Introduction: A major gap in amyloid-centric theories of Alzheimer’s disease (AD) is that even though amyloid fibrils per se are not toxic in vitro, the diagnosis of AD clearly correlates with the density of beta-amyloid (Aβ) deposits. Based on our proposed amyloid degradation toxicity hypothesis, we developed a mathematical model explaining this discrepancy. It suggests that cytotoxicity depends on the cellular uptake of soluble Aβ rather than on the presence of amyloid aggregates. The dynamics of soluble beta-amyloid in the cerebrospinal fluid (CSF) and the density of Aβ deposits is described using a system of differential equations. In the model, cytotoxic damage is proportional to the cellular uptake of Aβ, while the probability of an AD diagnosis is defined by the Aβ cytotoxicity accumulated over the duration of the disease. After uptake, Aβ is concentrated intralysosomally, promoting the formation of fibrillation seeds inside cells. These seeds cannot be digested and are either accumulated intracellularly or exocytosed. Aβ starts aggregating on the extracellular seeds and, therefore, decreases in concentration in the interstitial fluid. The dependence of both Aβ toxicity and aggregation on the same process-cellular uptake of Aβ-explains the correlation between AD diagnosis and the density of amyloid aggregates in the brain.
Methods: We tested the model using clinical data obtained from the Alzheimer’s Disease Neuroimaging Initiative (ADNI), which included records of beta-amyloid concentration in the cerebrospinal fluid (CSF-Aβ42) and the density of beta-amyloid deposits measured using positron emission tomography (PET). The model predicts the probability of AD diagnosis as a function of CSF-Aβ42 and PET and fits the experimental data at the 95% confidence level.

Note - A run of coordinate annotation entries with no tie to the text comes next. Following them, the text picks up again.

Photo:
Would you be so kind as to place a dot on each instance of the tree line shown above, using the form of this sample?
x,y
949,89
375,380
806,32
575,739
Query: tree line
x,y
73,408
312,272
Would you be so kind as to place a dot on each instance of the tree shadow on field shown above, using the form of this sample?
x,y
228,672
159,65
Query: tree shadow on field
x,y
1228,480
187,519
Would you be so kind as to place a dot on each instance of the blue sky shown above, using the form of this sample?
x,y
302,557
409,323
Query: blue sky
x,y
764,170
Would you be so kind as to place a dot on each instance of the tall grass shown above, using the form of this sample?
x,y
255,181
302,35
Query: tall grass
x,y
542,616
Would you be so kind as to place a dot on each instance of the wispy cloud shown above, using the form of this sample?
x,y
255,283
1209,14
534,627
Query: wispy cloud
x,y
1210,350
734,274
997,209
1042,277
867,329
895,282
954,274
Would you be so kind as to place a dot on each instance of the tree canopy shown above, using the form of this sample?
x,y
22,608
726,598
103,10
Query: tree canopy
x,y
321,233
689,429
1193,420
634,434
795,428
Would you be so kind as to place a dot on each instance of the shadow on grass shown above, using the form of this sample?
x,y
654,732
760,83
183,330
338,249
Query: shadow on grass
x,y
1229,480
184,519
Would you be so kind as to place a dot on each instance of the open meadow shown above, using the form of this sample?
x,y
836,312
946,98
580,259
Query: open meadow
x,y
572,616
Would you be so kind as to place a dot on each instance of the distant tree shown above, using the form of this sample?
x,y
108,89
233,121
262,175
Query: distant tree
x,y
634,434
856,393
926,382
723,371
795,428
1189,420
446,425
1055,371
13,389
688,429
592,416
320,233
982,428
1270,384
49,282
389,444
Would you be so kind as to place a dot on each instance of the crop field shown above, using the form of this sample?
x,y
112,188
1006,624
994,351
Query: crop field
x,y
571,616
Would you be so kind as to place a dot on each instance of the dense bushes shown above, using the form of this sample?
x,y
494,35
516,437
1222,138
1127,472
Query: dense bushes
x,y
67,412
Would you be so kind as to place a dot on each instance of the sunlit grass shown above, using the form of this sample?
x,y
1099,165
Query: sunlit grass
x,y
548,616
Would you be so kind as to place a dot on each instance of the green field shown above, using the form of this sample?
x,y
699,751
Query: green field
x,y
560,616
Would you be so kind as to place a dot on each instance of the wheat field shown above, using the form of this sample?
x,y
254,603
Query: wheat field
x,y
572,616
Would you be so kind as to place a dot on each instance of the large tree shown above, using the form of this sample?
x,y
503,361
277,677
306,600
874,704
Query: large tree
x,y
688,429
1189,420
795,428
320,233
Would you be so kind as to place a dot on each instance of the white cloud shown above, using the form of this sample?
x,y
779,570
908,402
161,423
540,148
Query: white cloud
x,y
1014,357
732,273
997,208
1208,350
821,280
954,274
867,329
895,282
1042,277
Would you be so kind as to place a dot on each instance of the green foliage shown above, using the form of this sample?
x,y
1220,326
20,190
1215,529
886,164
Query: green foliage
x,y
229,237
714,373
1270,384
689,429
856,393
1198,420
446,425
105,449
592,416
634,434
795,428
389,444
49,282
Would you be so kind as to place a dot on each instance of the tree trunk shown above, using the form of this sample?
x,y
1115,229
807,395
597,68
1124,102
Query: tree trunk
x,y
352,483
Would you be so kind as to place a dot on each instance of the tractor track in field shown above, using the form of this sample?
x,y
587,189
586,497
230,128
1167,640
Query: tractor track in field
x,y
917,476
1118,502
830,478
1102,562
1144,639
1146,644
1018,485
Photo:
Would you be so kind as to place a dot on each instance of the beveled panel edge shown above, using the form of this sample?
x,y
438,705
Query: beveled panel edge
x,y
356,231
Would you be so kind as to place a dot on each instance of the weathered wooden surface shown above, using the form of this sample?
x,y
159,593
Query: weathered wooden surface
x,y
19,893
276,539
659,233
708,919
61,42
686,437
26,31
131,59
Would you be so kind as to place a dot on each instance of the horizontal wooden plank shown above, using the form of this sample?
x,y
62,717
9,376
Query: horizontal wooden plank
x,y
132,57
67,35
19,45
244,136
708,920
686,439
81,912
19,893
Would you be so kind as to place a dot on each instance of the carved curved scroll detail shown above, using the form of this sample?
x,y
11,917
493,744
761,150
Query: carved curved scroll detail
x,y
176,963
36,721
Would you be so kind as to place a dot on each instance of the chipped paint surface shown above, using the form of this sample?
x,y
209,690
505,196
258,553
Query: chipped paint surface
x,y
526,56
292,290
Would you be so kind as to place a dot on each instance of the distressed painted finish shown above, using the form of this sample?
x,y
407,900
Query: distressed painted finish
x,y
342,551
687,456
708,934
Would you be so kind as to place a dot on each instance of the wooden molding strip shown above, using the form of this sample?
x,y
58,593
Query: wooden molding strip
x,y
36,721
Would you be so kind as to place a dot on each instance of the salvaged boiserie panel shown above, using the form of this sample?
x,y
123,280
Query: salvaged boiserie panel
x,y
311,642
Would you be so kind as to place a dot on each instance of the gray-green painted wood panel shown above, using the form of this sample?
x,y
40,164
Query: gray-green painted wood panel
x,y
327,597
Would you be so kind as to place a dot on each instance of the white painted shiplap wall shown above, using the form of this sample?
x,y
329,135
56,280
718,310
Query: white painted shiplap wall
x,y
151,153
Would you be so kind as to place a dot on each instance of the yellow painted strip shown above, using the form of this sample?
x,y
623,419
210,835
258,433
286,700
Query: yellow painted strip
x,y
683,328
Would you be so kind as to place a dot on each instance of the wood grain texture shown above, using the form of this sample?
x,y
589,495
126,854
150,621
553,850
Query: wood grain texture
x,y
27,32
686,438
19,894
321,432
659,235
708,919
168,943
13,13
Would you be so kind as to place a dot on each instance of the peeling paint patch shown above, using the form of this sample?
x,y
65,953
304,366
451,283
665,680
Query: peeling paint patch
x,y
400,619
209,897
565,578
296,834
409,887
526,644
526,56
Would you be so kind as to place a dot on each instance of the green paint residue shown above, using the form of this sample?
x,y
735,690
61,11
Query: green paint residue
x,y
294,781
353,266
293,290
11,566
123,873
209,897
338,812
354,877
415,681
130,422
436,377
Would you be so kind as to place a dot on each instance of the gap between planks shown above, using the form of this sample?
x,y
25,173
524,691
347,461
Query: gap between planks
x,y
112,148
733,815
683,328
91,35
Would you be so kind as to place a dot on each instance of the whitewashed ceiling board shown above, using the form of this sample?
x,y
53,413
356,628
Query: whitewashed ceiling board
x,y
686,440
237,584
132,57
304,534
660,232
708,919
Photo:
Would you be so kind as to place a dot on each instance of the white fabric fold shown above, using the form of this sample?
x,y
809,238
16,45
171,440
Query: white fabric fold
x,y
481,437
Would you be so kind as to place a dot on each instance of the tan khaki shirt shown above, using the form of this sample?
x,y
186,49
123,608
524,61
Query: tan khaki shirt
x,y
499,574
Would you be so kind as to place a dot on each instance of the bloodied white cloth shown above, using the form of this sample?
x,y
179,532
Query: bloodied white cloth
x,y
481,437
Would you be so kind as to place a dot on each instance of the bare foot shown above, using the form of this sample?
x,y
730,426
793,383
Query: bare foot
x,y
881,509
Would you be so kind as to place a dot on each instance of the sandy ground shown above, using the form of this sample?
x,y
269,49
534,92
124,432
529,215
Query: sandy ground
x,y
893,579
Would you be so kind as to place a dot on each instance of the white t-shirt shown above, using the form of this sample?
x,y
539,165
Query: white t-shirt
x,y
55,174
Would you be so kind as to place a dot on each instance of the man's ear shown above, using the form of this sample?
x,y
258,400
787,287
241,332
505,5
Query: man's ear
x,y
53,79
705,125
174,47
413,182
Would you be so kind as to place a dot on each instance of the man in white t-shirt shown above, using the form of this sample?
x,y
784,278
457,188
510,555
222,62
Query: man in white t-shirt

Results: Our study shows that existing clinical data allows for the inference of kinetic parameters describing beta-amyloid turnover and disease progression. Each combination of CSF-Aβ42 and PET values can be used to calculate the individual’s cellular uptake rate, the effective disease duration, and the accumulated toxicity. We show that natural limitations on these parameters explain the characteristic distribution of the clinical dataset for these two biomarkers in the population.
Conclusion: The resulting mathematical model interprets the positive correlation between the density of Aβ deposits and the probability of an AD diagnosis without assuming any cytotoxicity of the aggregated beta-amyloid. To the best of our knowledge, this model is the first to mechanistically explain the negative correlation between the concentration of Aβ42 in the CSF and the probability of an AD diagnosis. Finally, based on the amyloid degradation toxicity hypothesis and the insights provided by mathematical modeling, we propose new pathophysiology-relevant biomarkers to diagnose and predict AD.